Khosrowshahi stated that MESO “will produce significant improvements in the design of application-specific integrated circuits (ASICs) for AI, and possibly even new products in the data center for learning and inference.”
“AI is a great place to experiment on the substrate platform,” he said. “We’re going to replace the existing substrate for doing matrix multiplication, perhaps with silicon photonics (we will use light). Or we’re going to use room temperature quantum materials. Or we’re going to use analog circuits. There are all sorts of things we can experiment with.”
The MESO system switches “share similarities with the architecture of neural networks in AI … [which] use weights to represent the influence of nodes.” With low voltage and “efficient transistor interconnects,” MESO also meets the challenge of limiting energy consumption in AI applications.

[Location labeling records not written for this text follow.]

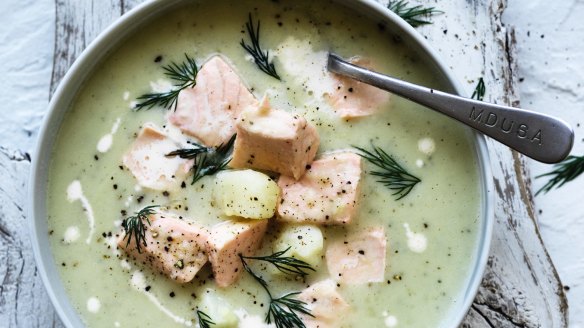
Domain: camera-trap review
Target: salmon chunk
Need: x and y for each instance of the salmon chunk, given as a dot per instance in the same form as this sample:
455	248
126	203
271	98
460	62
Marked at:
325	304
351	98
208	111
174	247
358	259
147	160
229	239
327	194
274	140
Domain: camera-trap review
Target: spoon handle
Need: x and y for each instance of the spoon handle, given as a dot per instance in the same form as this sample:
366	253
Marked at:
542	137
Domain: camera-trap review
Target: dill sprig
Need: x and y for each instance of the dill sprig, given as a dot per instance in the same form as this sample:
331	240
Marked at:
284	310
566	171
208	160
134	226
479	92
260	57
205	320
286	264
413	15
392	175
184	74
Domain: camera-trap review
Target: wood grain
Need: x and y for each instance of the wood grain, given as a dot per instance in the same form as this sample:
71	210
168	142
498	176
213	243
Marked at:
520	288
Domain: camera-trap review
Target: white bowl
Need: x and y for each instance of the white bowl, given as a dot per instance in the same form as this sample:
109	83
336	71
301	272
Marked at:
125	26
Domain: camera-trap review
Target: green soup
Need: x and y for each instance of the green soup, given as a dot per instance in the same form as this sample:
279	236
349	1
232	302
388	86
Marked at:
87	181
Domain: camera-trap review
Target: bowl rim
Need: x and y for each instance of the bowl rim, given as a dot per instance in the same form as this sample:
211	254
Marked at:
122	27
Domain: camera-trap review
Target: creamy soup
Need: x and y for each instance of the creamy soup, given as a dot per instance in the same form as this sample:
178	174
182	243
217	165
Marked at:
430	233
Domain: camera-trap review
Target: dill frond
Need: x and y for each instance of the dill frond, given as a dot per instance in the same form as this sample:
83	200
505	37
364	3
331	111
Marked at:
184	74
260	57
283	311
134	226
285	264
392	175
479	92
413	15
208	160
205	320
564	172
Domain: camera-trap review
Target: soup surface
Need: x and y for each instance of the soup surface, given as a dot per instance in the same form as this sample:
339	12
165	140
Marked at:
431	232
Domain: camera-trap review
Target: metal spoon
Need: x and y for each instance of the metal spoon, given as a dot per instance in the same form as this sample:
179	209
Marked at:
542	137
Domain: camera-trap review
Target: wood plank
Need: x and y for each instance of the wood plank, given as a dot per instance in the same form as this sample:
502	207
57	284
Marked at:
23	300
520	287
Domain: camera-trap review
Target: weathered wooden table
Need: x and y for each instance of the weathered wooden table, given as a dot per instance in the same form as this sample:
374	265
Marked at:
520	288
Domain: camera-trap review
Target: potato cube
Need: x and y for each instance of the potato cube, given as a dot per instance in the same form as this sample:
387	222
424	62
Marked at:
219	310
247	193
305	242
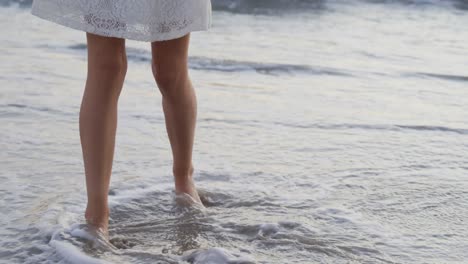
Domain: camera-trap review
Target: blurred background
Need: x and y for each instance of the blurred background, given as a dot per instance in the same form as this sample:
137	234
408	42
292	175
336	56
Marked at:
329	131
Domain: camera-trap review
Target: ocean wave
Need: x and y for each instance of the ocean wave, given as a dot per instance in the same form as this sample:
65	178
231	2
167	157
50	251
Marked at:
284	6
230	66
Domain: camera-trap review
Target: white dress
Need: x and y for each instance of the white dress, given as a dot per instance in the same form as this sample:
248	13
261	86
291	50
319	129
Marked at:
143	20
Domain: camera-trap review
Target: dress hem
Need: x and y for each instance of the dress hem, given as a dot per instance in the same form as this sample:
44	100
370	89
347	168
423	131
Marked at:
73	24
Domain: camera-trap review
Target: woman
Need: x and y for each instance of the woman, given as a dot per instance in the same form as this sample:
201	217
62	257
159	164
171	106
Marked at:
167	25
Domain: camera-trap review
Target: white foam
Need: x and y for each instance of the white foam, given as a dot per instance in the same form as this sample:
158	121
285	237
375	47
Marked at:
215	255
74	255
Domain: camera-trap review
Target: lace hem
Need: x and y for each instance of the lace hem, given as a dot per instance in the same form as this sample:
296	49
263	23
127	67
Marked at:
111	22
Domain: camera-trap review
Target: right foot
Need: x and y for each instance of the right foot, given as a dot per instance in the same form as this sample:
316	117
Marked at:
188	188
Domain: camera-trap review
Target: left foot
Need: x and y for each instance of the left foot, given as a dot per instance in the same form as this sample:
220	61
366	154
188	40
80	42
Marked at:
186	185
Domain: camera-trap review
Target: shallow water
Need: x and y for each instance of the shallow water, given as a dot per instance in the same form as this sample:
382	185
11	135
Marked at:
328	132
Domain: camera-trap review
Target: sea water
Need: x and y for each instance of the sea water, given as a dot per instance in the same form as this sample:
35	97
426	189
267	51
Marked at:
328	132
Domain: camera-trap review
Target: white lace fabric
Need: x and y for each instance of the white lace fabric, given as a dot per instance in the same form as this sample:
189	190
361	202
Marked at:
143	20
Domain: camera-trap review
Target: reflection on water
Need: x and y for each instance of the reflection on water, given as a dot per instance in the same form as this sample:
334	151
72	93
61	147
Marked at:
328	132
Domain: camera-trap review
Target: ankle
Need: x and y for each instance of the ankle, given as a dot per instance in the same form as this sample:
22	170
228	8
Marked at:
182	174
97	215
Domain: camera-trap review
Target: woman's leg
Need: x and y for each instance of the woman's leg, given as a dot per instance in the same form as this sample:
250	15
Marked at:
170	70
107	65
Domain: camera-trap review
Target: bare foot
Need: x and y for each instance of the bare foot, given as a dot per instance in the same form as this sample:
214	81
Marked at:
186	185
98	220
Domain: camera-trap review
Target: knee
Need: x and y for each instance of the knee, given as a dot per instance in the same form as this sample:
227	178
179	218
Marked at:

Khosrowshahi is working with Intel senior fellow Ian Young, a circuit designer and lead researcher, who is engaged in Intel’s “Beyond CMOS” efforts and has “ideas for still more spin-offs, including AI algorithms (not yet conceived) that would otherwise be limited by the amount of available power.”
Intel is also a member of the Semiconductor Research Corporation (SRC), which includes IBM, Micron, Samsung, TSMC and ARM, and is investing in the “Beyond CMOS” initiative. DARPA, which funds Beyond CMOS research, recently received $2 billion from President Trump’s initiative to support AI.
Still, said Khosrowshahi, it’s difficult to explain the relevance of MESO. “It’s the core technology that runs everything,” he explained. “ If you don’t have this, you don’t have anything.” He added that, “the workloads required by AI are providing huge incentives to keep innovating, which makes him believe MESO could realize its potential sooner than anticipated.”
“I think we’ll get there faster than people expect,” he said.